In the dendrogram we have just obtained, the longest vertical line with no extended horizontal line crosses is at the green section. The third line is between euclidian distances (110 - 250). Taking our threshold to be 150, the optimal number of clusters obtained is five.

Knowing the optimal number our data should cluster into; we can now train our clustering model to achieve this goal.

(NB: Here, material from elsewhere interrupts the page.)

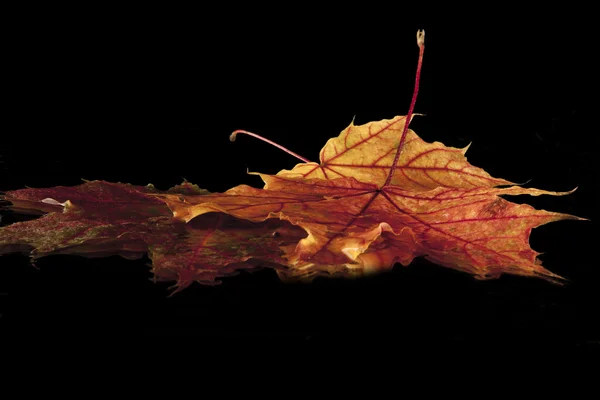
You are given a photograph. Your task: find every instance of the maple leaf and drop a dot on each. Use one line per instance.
(379, 196)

### Hierarchical Clustering model training on the data

``````from sklearn.cluster import AgglomerativeClustering # this line of code imports AgglomerativeClustering model from sk-learn
'''
we need to create an AgglomerativeClustering object, and in it, we pass the following parameters:
n_cluster= 5, the number of clusters our model should return
affinity=euclidean, specify metric to be used to calculate distances
linkage= ward to regulate how distance calculation will be carried out between different clusters.
'''
Agg_hc = AgglomerativeClustering(n_clusters = 5, affinity = 'euclidean', linkage = 'ward')
y_hc = Agg_hc.fit_predict(newData) # model fitting on the dataset
``````

The code above trained our model, and we can now go on and visualize how the data was clustered. To do this, run the code below:

### Clusters viaualization

``````# plotting cluster 1
plt.scatter(newData[y_hc == 0, 0], newData[y_hc == 0, 1], s = 100, c = 'red', label = 'Cluster 1') # plotting cluster 2
plt.scatter(newData[y_hc == 1, 0], newData[y_hc == 1, 1], s = 100, c = 'blue', label = 'Cluster 2') # plotting cluster 3
plt.scatter(newData[y_hc == 2, 0], newData[y_hc == 2, 1], s = 100, c = 'green', label = 'Cluster 3') # plotting cluster 4
plt.scatter(newData[y_hc == 3, 0], newData[y_hc == 3, 1], s = 100, c = 'cyan', label = 'Cluster 4')  # plotting cluster 5
plt.scatter(newData[y_hc == 4, 0], newData[y_hc == 4, 1], s = 100, c = 'magenta', label = 'Cluster 5')
plt.title('Clusters of customers')
# labelling the x-axis
plt.xlabel('Annual Income (k\$)')
# label of the y-axis
plt.ylabel('Spending Score (1-100)')
# printing the legend
plt.legend()
# show the plot
plt.show()
``````

The final detail we need to know about hierarchical clustering is that it’s time and space complex and therefore is not a suitable solution for clustering problems with large datasets.

### Conclusion

In this article, we looked at hierarchical clustering and its types. First, we learned how these types of hierarchical clustering work and later concluded that the most appropriate type is agglomerative clustering.

We also looked at various methods used to measure distances between data points and criterion that guides us on how to take these measurements (inkage Methods).

Finally, we implemented our model, and in the process, we learned how to obtain an optimal number of clusters using a dendrogram.